The dataset names given in the ‘name’ column or can be customized, typically using the name of the identification method, e.g., ‘euclidean’ for Euclidean distance-based. This can be achieved by setting names_datasets:

names_datasets = ["Dataset 1", "Dataset 2", "Dataset 3"]
df_eval = dpul.eval(X, list_labels=list_labels, names_datasets=names_datasets)
aa.display_df(df_eval)
  name n_rel_neg avg_STD avg_IQR avg_abs_AUC_pos avg_abs_AUC_unl
1 Dataset 1 2 0.175000 0.175000 0.437500 0.250000
2 Dataset 2 2 0.187500 0.187500 0.500000 0.250000
3 Dataset 3 2 0.037500 0.037500 0.437500 0.500000

The df_eval DataFrame provides two categories of quality measures:

  1. Homogeneity Within Negatives: Measured by ‘avg_STD’ and ‘avg_IQR’, indicating the uniformity and spread of identified negatives.

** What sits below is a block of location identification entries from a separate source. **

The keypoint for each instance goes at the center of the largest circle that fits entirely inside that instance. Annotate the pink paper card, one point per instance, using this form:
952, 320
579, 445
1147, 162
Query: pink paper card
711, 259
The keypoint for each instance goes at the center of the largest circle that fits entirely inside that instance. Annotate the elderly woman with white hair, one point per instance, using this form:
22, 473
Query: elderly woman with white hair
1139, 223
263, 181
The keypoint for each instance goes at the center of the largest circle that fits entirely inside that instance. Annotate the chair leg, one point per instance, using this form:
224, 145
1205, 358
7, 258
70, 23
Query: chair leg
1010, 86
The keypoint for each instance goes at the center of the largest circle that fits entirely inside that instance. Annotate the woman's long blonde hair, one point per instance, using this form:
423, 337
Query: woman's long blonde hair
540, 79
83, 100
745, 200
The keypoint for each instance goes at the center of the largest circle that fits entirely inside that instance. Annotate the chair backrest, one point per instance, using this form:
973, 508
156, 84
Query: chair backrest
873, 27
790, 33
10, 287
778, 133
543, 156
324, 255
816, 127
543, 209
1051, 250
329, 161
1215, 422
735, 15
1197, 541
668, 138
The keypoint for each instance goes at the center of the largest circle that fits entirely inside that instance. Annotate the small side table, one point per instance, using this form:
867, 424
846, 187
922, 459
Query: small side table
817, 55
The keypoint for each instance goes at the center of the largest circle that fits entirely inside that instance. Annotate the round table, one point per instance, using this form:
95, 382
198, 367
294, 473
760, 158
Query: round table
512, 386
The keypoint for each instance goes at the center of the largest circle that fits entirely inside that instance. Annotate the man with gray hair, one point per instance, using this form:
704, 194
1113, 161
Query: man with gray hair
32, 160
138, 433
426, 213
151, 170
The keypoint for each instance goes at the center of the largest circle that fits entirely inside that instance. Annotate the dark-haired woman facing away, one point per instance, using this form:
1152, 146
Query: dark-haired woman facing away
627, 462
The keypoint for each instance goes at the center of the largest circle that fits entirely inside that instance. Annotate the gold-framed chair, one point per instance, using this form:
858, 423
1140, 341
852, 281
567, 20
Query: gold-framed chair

  2. Dissimilarity With Other Groups: Represented here by ‘avg_abs_AUC_pos/unl’, comparing identified negatives with positives (‘pos’, label 1) and unlabeled samples (‘unl’, label 2).

For a more comprehensive analysis, include X_neg as a feature matrix of ground-truth negatives to assess their dissimilarity with the identified negatives:

X_neg = [[0.5, 0.8], [0.4, 0.4]]
df_eval = dpul.eval(X, list_labels=list_labels, names_datasets=names_datasets, X_neg=X_neg)
aa.display_df(df_eval)
  name n_rel_neg avg_STD avg_IQR avg_abs_AUC_pos avg_abs_AUC_unl avg_abs_AUC_neg
1 Dataset 1 2 0.175000 0.175000 0.437500 0.250000 0.187500
2 Dataset 2 2 0.187500 0.187500 0.500000 0.250000 0.187500
3 Dataset 3 2 0.037500 0.037500 0.437500 0.500000 0.500000

If the variance within the data is high enough, the Kullback-Leibler Divergence (KLD) can be computed to assess the dissimilarity of distributions between the identified negatives and the other groups:

# Extend the unlabeled group by one sample to fulfill variance requirements
X = np.array([[0.2, 0.1], [0.1, 0.15], [0.25, 0.2], [0.2, 0.3], [0.5, 0.7], [0.6, 0.8]])
list_labels = [[1, 1, 2, 0, 0, 2], [1, 1, 0, 2, 0, 2], [1, 1, 0, 0, 2, 2]]
df_eval = dpul.eval(X, list_labels=list_labels, names_datasets=names_datasets, X_neg=X_neg, comp_kld=True)
aa.display_df(df_eval)
  name n_rel_neg avg_STD avg_IQR avg_abs_AUC_pos avg_KLD_pos avg_abs_AUC_unl avg_KLD_unl avg_abs_AUC_neg avg_KLD_neg
1 Dataset 1 2 0.175000 0.175000 0.437500 1.414400 0.125000 0.003100 0.187500 0.181300
2 Dataset 2 2 0.187500 0.187500 0.500000 1.366900 0.125000 0.003300 0.187500 0.104100
3 Dataset 3 2 0.037500 0.037500 0.437500 1.016800 0.500000 30.317900 0.500000 12.020200

Further parameters. dPULearn.eval also accepts: n_jobs — Number of CPU cores (>=1) used for multiprocessing.